Después Gilthanas señaló a Tanis. Los dos hermanos se volvieron a mirarle y sus rasgos de elfo se endurecieron. Riverwind le lanzó una mirada a Tanis y vio que el semielfo soportaba el escrutinio pálido, pero sereno.

—Estás en la tierra que te vio nacer —comentó Riverwind—. Pero no parece que seas bienvenido.

—Tienes razón —Tanis sabía que Riverwind no estaba entrometiéndose en sus asuntos personales sólo por curiosidad. En cierta forma ahora corrían más peligro que cuando habían sido apresados por Fewmaster Toede.

—Nos llevarán a Qualinost —dijo Tanis con lentitud; evidentemente aquella posibilidad le provocaba un profundo dolor—. Hace muchos años que no voy allí. Como Flint ya te contó, yo no fui expulsado, pero muy pocos lloraron mi partida. Como una vez me dijiste, Riverwind, para los humanos soy semielfo y para los elfos, semihumano.

—Entonces marchémonos, viajemos hacia el sur con el resto.

—Nunca conseguiríamos salir vivos de estos bosques —murmuró Flint.

Tanis asintió.

—Mira a tu alrededor, Riverwind.

El bárbaro miró a su alrededor y vio guerreros elfos moviéndose como sombras entre los árboles, con sus ropajes marrones confundiéndose en la espesura de lo que era su hogar. Cuando los dos elfos acabaron de hablar, Porthios volvió su mirada hacia Goldmoon.

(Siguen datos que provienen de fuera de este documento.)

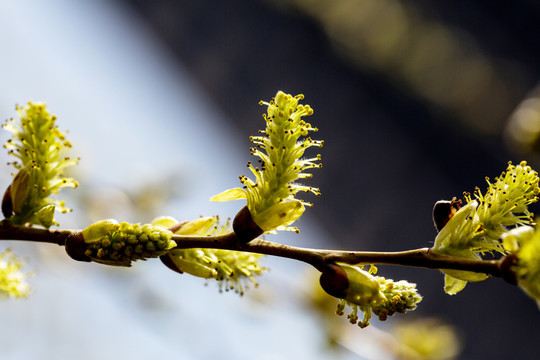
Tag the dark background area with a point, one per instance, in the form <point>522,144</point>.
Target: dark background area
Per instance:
<point>390,150</point>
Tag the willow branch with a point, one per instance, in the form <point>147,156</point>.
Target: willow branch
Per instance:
<point>424,257</point>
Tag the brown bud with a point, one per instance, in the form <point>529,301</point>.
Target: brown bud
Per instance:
<point>244,227</point>
<point>507,268</point>
<point>76,247</point>
<point>334,280</point>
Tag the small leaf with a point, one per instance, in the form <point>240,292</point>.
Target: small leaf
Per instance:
<point>45,216</point>
<point>452,285</point>
<point>99,230</point>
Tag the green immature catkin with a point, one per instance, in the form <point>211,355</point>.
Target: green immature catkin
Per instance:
<point>110,243</point>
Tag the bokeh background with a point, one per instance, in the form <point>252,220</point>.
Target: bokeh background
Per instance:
<point>416,101</point>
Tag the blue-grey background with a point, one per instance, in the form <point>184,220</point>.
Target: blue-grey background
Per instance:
<point>412,99</point>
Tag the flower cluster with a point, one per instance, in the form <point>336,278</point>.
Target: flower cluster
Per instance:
<point>271,197</point>
<point>476,228</point>
<point>360,290</point>
<point>234,270</point>
<point>40,148</point>
<point>524,243</point>
<point>12,280</point>
<point>110,243</point>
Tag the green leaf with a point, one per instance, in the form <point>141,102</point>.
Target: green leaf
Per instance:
<point>45,216</point>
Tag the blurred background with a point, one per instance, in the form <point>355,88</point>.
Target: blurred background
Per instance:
<point>416,101</point>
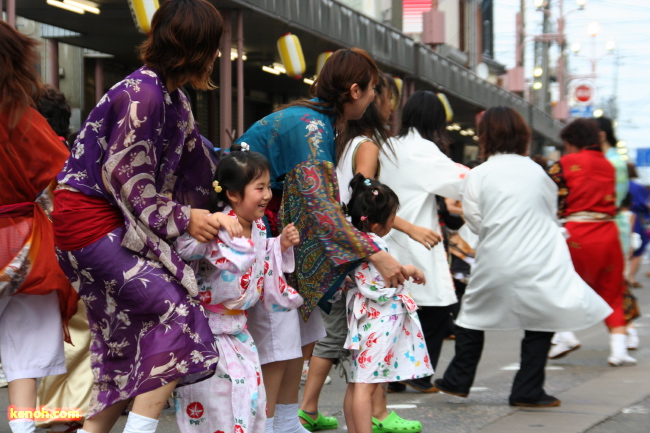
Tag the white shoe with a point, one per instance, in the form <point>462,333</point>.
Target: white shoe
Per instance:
<point>632,342</point>
<point>618,356</point>
<point>563,348</point>
<point>624,361</point>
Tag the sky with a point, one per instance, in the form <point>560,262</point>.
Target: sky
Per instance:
<point>626,23</point>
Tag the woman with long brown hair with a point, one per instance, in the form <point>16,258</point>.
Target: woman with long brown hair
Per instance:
<point>35,295</point>
<point>302,141</point>
<point>139,177</point>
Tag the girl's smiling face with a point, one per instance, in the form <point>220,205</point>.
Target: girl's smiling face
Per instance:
<point>252,205</point>
<point>382,230</point>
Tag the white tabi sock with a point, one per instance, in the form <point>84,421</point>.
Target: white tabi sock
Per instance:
<point>286,419</point>
<point>140,424</point>
<point>22,425</point>
<point>269,425</point>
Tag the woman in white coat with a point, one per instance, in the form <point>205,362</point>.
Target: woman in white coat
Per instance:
<point>417,171</point>
<point>523,277</point>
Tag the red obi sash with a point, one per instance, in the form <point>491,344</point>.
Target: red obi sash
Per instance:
<point>80,219</point>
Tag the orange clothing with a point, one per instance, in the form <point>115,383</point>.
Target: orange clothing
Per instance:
<point>32,155</point>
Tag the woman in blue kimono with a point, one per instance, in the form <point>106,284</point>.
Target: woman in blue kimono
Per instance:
<point>301,141</point>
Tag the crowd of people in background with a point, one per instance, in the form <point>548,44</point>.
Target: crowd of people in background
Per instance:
<point>318,238</point>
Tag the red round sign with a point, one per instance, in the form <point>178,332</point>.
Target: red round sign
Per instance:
<point>584,93</point>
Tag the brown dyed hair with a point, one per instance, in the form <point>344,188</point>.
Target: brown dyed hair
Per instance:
<point>371,124</point>
<point>503,130</point>
<point>582,133</point>
<point>183,41</point>
<point>20,84</point>
<point>344,68</point>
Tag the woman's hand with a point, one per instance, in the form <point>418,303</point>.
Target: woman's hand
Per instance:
<point>201,226</point>
<point>228,223</point>
<point>290,237</point>
<point>390,269</point>
<point>425,236</point>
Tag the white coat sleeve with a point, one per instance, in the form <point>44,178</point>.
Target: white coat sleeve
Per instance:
<point>470,197</point>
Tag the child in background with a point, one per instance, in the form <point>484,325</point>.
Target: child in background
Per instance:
<point>233,275</point>
<point>384,334</point>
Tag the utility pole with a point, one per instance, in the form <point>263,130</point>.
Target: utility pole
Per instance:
<point>543,102</point>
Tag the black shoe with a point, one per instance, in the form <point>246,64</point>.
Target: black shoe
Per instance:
<point>546,401</point>
<point>421,385</point>
<point>395,387</point>
<point>441,385</point>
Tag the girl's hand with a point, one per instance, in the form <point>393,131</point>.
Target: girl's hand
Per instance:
<point>290,237</point>
<point>202,227</point>
<point>425,236</point>
<point>228,223</point>
<point>390,269</point>
<point>416,274</point>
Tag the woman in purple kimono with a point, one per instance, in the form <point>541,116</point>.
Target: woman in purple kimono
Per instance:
<point>137,178</point>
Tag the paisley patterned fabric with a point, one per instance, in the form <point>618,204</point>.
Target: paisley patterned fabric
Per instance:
<point>299,144</point>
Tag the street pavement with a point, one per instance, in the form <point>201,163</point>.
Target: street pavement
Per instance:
<point>596,398</point>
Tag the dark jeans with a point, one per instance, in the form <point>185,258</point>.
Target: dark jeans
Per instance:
<point>528,385</point>
<point>435,328</point>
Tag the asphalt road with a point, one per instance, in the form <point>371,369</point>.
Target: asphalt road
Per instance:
<point>596,398</point>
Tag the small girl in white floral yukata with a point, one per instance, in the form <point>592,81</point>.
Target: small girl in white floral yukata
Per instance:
<point>233,275</point>
<point>384,333</point>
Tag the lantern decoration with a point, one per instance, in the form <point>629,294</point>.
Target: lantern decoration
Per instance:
<point>322,58</point>
<point>142,12</point>
<point>396,98</point>
<point>291,55</point>
<point>449,113</point>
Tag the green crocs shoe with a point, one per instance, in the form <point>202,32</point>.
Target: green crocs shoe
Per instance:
<point>322,422</point>
<point>393,423</point>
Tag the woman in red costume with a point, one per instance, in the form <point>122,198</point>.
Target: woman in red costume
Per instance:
<point>35,295</point>
<point>587,203</point>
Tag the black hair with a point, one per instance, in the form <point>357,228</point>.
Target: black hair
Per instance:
<point>371,202</point>
<point>236,170</point>
<point>55,108</point>
<point>425,112</point>
<point>605,124</point>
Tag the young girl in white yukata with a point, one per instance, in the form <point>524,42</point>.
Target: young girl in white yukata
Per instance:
<point>384,333</point>
<point>233,274</point>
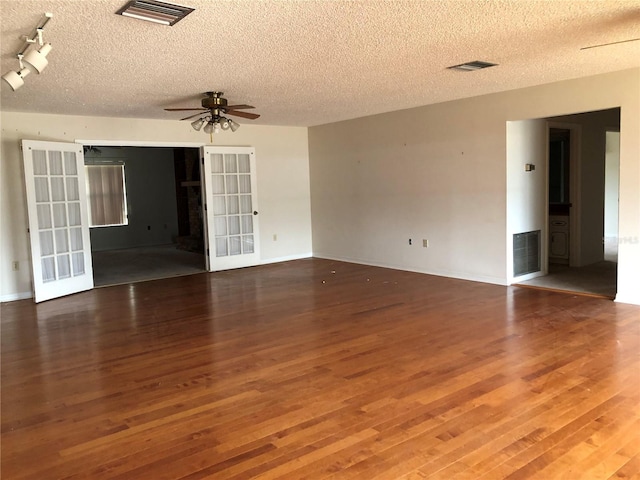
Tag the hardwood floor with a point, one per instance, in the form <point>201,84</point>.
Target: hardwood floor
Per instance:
<point>314,369</point>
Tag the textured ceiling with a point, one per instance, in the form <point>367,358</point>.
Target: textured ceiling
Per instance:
<point>308,62</point>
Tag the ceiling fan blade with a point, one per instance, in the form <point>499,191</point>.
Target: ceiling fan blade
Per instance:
<point>250,116</point>
<point>238,107</point>
<point>191,116</point>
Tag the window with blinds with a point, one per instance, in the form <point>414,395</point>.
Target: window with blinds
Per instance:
<point>107,195</point>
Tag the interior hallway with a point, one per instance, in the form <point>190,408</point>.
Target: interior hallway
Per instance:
<point>598,279</point>
<point>114,267</point>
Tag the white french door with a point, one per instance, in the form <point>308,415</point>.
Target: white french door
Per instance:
<point>231,210</point>
<point>58,220</point>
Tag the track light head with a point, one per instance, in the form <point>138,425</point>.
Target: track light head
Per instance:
<point>37,59</point>
<point>16,79</point>
<point>208,128</point>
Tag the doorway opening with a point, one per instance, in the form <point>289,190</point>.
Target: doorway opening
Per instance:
<point>163,233</point>
<point>581,204</point>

—Mi hermano me ha relatado extraños sucesos que requieren ser investigados. Por tanto, os ofrezco algo que los elfos no han ofrecido a ningún humano durante años... nuestra hospitalidad. Seréis nuestros huéspedes de honor. Por favor, seguidme.

Porthios hizo una señal. Unas dos docenas de guerreros elfos surgieron del bosque, rodeando a los compañeros.

—Me parece que sería más correcto decir prisioneros de honor. Esto va a ser duro para ti, amigo mío —le dijo amablemente Flint a Tanis en voz baja.

—Lo sé, viejo amigo —Tanis descansó su mano sobre el hombro del enano—. Lo sé.